Olhando para trás agora, com bastante mais perspetiva do que tinha na altura, acho que fui eu próprio que piorei a situação ao meter esse nível de dinheiro no mundo de uma família pobre de Isaan sem o gerir corretamente desde o início, quase da noite para o dia e sem qualquer estrutura clara. A riqueza repentina ultrapassou-os por completo, mais do que qualquer um de nós soube gerir, e trouxe à tona o pior de cada um deles, incluindo a Dada no final, algo que me custou muito tempo a aceitar especificamente a respeito dela.

Devia ter assumido o controlo direto das finanças eu próprio desde o início, com regras claras e um calendário fixo, em vez de deixar a Dada carregar sozinha com toda a pressão constante da família. Isso foi pura preguiça da minha parte, disfarçada de confiança, e colocou-a numa posição praticamente impossível entre o marido estrangeiro e o seu próprio sangue.

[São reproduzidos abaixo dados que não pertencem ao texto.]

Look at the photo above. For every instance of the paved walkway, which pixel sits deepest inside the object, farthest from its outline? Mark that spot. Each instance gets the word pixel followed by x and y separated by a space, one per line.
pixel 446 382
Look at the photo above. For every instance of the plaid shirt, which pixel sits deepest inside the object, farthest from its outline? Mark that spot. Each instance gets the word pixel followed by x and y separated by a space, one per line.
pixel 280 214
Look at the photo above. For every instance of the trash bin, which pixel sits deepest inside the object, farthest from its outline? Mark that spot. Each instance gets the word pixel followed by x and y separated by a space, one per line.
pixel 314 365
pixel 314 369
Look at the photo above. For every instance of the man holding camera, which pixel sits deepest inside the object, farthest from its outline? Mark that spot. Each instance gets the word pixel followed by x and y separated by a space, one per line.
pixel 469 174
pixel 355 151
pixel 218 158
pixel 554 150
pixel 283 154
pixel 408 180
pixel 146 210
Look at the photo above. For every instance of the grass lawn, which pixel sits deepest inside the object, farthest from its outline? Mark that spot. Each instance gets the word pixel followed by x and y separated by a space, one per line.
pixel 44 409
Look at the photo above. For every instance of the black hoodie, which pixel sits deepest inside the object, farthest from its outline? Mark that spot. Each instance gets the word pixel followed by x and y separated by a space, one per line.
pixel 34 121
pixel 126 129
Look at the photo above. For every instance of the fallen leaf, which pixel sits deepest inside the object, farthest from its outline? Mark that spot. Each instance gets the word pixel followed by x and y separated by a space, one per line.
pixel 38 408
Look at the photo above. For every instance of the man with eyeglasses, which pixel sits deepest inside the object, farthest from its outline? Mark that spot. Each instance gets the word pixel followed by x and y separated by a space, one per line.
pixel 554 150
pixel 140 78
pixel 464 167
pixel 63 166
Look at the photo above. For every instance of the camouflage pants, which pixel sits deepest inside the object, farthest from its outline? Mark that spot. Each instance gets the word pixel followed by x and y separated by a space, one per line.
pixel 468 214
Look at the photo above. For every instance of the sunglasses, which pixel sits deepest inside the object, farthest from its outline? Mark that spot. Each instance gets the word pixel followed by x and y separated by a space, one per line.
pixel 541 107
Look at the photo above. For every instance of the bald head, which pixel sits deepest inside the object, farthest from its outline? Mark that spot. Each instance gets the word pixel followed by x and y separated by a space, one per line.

Estou de volta à América agora, feliz numa relação nova que está a correr bastante bem até agora, sem pressão de nenhum dos lados para apressar seja o que for desta vez. Vou voltar à Tailândia em algum momento, disso não tenho dúvida nenhuma, o país em si continua a parecer-me extraordinário, independentemente de como as coisas acabaram com a Dada. No geral, continuo a achar que foi uma boa experiência, com tudo o que correu mal incluído no balanço final.